Derived a second order nonlinear ODE involving PII for beta=6

Expressed the distribution in terms of Hastings-McLeod solution of PII

Analyzed local singularities with series solutions

Abstract

In arXiv:1306.2117, we found explicit Lax pairs for the soft edge of beta ensembles with even integer values of $\beta$. Using this general result, the case $\beta=6$ is further considered here.

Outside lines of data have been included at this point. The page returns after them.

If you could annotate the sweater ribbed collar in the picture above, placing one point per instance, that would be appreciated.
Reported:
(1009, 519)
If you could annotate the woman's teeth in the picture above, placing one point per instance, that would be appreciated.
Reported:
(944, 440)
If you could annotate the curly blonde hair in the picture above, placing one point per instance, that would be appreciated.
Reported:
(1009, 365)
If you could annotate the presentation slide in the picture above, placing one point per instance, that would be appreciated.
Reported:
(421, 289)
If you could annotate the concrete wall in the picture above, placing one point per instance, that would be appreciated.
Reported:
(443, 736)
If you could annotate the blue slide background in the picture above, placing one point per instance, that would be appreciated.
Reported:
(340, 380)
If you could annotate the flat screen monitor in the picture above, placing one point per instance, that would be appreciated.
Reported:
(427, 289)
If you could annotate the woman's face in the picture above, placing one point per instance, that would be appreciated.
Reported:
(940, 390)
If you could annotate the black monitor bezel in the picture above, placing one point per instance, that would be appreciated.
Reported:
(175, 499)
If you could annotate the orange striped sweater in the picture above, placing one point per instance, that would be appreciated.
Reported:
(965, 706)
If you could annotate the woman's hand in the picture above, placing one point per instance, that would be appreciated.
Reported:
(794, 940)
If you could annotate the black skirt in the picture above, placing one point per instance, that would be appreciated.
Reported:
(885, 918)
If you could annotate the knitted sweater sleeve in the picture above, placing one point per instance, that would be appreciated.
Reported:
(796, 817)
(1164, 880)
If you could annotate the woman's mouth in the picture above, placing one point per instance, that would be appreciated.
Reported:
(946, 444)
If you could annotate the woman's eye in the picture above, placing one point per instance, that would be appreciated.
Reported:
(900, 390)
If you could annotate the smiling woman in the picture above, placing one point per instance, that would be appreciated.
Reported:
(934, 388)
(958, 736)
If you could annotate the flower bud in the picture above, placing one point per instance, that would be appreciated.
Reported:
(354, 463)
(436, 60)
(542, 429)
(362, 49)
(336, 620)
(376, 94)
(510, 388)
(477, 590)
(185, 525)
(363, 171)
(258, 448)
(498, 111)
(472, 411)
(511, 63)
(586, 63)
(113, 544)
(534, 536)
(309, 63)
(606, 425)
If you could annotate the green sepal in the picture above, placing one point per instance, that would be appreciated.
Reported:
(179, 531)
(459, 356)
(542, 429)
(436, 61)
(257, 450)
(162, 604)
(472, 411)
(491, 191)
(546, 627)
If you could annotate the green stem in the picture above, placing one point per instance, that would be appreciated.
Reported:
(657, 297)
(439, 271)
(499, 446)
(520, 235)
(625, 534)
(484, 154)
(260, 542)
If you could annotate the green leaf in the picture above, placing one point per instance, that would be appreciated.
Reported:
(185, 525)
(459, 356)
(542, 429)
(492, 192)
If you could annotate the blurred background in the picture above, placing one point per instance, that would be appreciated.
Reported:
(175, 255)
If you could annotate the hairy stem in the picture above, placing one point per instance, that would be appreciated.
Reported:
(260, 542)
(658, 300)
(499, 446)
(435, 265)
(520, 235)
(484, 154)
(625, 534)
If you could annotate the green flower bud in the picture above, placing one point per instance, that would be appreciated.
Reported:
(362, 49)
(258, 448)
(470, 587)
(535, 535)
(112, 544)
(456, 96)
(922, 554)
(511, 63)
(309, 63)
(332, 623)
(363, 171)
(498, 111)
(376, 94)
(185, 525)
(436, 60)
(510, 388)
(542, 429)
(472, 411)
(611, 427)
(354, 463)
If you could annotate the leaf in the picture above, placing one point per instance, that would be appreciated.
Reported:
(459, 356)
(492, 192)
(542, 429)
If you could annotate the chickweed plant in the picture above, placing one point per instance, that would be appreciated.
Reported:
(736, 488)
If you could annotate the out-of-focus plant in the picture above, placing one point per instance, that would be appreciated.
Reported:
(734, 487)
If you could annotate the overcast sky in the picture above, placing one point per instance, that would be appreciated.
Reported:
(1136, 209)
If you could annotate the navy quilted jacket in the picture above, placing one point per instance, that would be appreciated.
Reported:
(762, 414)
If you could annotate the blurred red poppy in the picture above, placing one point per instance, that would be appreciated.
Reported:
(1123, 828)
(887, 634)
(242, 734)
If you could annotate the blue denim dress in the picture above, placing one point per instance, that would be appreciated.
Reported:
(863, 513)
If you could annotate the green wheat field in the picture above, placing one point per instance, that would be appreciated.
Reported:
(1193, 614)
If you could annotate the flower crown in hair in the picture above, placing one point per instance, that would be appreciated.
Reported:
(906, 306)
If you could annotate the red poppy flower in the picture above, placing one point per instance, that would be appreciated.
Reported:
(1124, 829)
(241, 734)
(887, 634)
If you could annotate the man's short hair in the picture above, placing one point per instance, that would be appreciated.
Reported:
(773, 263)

This is the smallest even $\beta$, when the corresponding Lax pair and its relation to Painlev\'e II (PII) have not been known before, unlike cases $\beta=2$ and $4$. It turns out that again everything can be expressed in terms of the Hastings-McLeod solution of PII. In particular, a second order nonlinear ODE for the logarithmic derivative of Tracy-Widom distribution for $\beta=6$ involving the PII function in the coefficients, is found, which allows one to compute asymptotics for the distribution function. The ODE is a consequence of a linear system of three ODEs for which the local singularity analysis yields series solutions with exponents in the set $4/3$, $1/3$ and $-2/3$.